Wednesday, February 27, 2008

Nouny adjectiveness

I occasionally spot words that are auditioning for a new part of speech. (#, #) I ran across a couple recently, one that was sort of self-consciously parading, and the other that snuck itself into a (kind of) conversation.

Number 1: MSN has ad campaign going at, the point of which I have to confess is escaping me.* When the site first comes up -- but you have to really be watching, because it's only for a few seconds -- the page says:
Wait just a moment for a quick dose of awesome.
Although it seems calculated (I can imagine the marketing discussions that went into developing the tag), I like it. Once you get past the part where an adjective is being all noun-y, it reads better than the nominally (haha) correct awesomeness.

Number 2: The second instance appeared in the comic strip "Sherman's Lagoon" last Sunday, to wit:

Double score here -- happy being used a noun ("your happy"), and a solution to the question of how you'd pluralize it ("conflicting happys"). For the latter, it's conceivable that you could use happies, but just whacking an -s onto happy-the-noun preserves its adjectival origin better.

I suppose we could also speculate that to stay on top of the cutting edge of language change, you need to read ads and comic strips. At least, that's my excuse.

* Also, guitar dude keeps moving his legs like maybe he has to go.

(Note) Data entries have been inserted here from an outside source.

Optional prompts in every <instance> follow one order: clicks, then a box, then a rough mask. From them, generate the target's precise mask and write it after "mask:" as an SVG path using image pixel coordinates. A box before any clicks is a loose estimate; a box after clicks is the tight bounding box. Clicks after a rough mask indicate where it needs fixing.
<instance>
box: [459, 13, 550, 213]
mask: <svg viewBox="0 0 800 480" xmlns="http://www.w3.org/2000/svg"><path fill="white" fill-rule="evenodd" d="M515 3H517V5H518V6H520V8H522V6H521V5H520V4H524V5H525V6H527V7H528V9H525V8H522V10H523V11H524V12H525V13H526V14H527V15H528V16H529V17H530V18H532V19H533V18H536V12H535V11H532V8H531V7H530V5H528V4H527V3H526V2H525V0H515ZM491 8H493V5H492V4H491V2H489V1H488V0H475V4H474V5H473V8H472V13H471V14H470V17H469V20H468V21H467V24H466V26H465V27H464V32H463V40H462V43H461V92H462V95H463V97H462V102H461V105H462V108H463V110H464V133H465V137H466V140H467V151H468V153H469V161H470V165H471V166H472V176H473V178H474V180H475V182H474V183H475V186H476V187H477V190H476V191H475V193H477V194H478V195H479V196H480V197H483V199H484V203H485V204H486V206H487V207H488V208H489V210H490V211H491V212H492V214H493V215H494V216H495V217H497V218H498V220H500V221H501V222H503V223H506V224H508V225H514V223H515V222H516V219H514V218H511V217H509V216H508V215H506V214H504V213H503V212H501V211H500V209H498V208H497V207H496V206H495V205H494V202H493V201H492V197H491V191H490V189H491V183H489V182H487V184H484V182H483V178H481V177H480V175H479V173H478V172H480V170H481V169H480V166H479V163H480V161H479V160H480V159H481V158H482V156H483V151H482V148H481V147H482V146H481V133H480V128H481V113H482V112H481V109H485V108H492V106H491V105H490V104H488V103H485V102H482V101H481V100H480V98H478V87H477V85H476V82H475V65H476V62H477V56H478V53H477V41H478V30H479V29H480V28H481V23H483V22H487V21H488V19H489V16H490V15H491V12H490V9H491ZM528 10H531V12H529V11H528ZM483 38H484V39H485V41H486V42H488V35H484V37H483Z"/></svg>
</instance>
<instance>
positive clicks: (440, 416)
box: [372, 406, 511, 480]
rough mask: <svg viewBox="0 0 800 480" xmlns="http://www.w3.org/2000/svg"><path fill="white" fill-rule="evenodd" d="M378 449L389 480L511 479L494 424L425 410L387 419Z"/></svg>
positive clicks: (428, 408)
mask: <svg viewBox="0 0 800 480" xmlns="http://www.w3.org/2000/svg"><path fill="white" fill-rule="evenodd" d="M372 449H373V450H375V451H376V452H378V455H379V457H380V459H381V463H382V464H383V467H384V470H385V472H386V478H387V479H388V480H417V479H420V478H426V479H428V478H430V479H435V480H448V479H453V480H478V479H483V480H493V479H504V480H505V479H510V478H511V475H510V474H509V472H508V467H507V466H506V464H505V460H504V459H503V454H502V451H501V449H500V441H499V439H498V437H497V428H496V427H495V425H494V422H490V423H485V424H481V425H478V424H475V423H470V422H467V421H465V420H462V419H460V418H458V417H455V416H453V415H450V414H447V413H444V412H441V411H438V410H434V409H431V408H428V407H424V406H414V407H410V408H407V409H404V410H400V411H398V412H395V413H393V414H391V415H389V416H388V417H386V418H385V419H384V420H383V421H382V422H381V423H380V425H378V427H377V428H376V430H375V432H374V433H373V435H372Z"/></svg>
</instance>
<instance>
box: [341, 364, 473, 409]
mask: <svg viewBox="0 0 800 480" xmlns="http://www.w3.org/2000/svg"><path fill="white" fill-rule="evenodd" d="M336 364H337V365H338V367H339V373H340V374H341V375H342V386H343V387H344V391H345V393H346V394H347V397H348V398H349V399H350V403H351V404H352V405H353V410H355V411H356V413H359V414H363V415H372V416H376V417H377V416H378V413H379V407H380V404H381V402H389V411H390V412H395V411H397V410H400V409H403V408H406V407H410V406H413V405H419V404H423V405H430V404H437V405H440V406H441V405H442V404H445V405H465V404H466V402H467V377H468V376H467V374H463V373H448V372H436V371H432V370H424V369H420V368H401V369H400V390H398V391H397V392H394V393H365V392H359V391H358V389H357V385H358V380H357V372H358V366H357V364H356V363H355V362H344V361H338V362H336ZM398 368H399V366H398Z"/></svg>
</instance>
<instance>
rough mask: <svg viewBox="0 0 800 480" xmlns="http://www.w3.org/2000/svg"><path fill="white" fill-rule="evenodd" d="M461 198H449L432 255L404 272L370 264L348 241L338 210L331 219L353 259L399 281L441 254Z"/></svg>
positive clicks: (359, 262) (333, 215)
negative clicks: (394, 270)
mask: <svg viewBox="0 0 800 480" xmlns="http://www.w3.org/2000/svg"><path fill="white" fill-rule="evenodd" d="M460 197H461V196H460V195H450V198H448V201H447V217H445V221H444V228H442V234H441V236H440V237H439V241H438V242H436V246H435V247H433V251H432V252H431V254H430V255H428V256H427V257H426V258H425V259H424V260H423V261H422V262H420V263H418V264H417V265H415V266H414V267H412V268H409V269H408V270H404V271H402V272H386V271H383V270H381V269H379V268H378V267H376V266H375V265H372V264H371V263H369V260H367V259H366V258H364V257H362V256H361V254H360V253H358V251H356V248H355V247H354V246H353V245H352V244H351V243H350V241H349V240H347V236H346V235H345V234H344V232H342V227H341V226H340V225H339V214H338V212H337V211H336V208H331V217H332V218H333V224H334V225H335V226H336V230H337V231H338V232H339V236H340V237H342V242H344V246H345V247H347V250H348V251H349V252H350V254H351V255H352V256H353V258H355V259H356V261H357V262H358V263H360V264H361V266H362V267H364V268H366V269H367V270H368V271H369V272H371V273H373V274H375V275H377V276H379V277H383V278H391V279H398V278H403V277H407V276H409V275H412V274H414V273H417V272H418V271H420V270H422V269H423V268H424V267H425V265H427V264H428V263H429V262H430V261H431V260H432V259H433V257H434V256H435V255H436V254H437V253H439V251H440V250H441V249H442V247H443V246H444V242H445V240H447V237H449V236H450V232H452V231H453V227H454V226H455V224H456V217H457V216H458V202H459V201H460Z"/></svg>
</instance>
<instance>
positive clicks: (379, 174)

Sometimes your work is just done for you, what can I say? Over on Fritinancy, Nancy Friedman is inspired by Mark Peters of the Boston Globe to take the stem -memtum through many of its recent incarnations, which include (I steal these from him and her):
  • Joementum (Lieberman, whom Peters credits with, you know, unlocking the potential of the word).
  • Mittmentum, Obamamentum (current presidential race)
  • O-mentum (Oprah)
  • Met-mentum (New York baseball)
As an aside, I like one of the comments on her entry, in which a certain "Orange" notes that ...
Is he on crack? "O-mentum" doesn't evoke Oprah—it evokes the omentum, the great blob of peritoneal tissue that occupies some of the space around our abdominal organs.
Right, of course! That's everyone's first thought! But after they get past their medical degree, then it invokes Oprah. Sheesh.